Dairygold to drop its 2c/l penalty plan
Dairygold is to drop the controversial 2c/l penalty which was to be imposed on suppliers who do not sign up to its milk supply contract by March 31 next.
Over 80 disgruntled Dairygold suppliers protested outside the co-op's Mitchelstown headquarters on Friday, voicing their opposition to a number of facets of the milk supply and forecasting agreement.
However, over the weekend, the Dairygold board decided to drop the contentious 2c/l penalty and also announced a number of other sweeteners aimed at enticing farmers to sign up to its terms.
A bonus of 0.35c/l is to be paid on all milk supplied in 2012 to farmers who return the signed milk supply agreements and forecasts before March 31.
In addition, the board announced that it will pay a feed-related subsidy of €5/t on all ruminant feed purchased from Dairygold during 2012.
Announcing the feed subsidy, a statement from the board said it recognised that 2012 was a very difficult and costly year for farmers and the €5/t subsidy will be paid via supplier accounts this month.
While Dairygold has abandoned its plans to impose a 2c/l penalty for farmers who do not sign the milk supply and forecast agreement, the co-op has warned farmers who do not signthat they face lower milk prices for excess milk from 2015 onwards.
The board said that while the co-op would continue to collect milk from farmers who do not sign up, those suppliers would have their 2012 supply base taken as their reference supply volume, by default, for future years.
For any milk supplied above this reference level, farmers could expect to be paid a lower price for this 'excess unplanned milk', the board warned.
Around one-third of Dairygold's 3,000 milk suppliers have already returned their milk supply and forecasting agreements to the co-op, leaving some 2,000 contracts outstanding.
The contracts have generated fierce opposition from a relatively small but very vocal group of around 100 farmers who claim that the contract gives Dairygold the right to revisit the terms of the agreement at any time without any recourse to the farmers who sign up.
However, Dairygold chief executive Jim Woulfe insisted that suppliers had nothing to fear.

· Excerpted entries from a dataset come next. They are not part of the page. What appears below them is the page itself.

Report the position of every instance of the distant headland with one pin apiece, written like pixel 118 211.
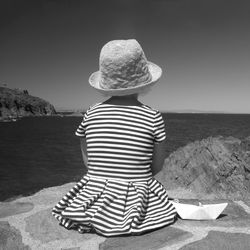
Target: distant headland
pixel 17 103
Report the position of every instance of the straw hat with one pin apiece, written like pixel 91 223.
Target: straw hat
pixel 124 69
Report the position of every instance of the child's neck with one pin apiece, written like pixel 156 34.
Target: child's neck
pixel 124 100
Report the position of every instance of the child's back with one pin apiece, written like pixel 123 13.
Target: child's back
pixel 118 195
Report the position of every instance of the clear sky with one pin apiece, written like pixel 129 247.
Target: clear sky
pixel 50 47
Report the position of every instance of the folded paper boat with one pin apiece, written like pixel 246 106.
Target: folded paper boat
pixel 201 212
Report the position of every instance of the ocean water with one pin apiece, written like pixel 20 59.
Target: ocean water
pixel 43 151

"Even though the agreement may appear legalistic in its terminology, there is no entrapment in completing it, so I would encourage everyone to sign the agreement and complete their forecast as requested," he said.
One-to-one meetings between Dairygold and suppliers are to continue in the coming weeks to discuss individual farmer concerns. IFA dairy chairman Kevin Kiersey welcomed the Dairygold move to drop the 2c/l penalty.
"We had clearly told Dairygold before Christmas that the penalty was provocative and unfair to their suppliers and we had urged them to reconsider it," said Mr Kiersey. "I think Dairygold deserve credit for listening to us and to their suppliers, and for adopting a much more positive approach, which is fairer to farmers."
He urged all Dairygold suppliers to actively engage with the co-op's one-to-one sessions aimed at helping farmers with the production forecasting process.
"This is also the opportunity for farmers to gain a detailed understanding of the new milk supply agreement, which is largely legally rooted in the rules of the Society," he added.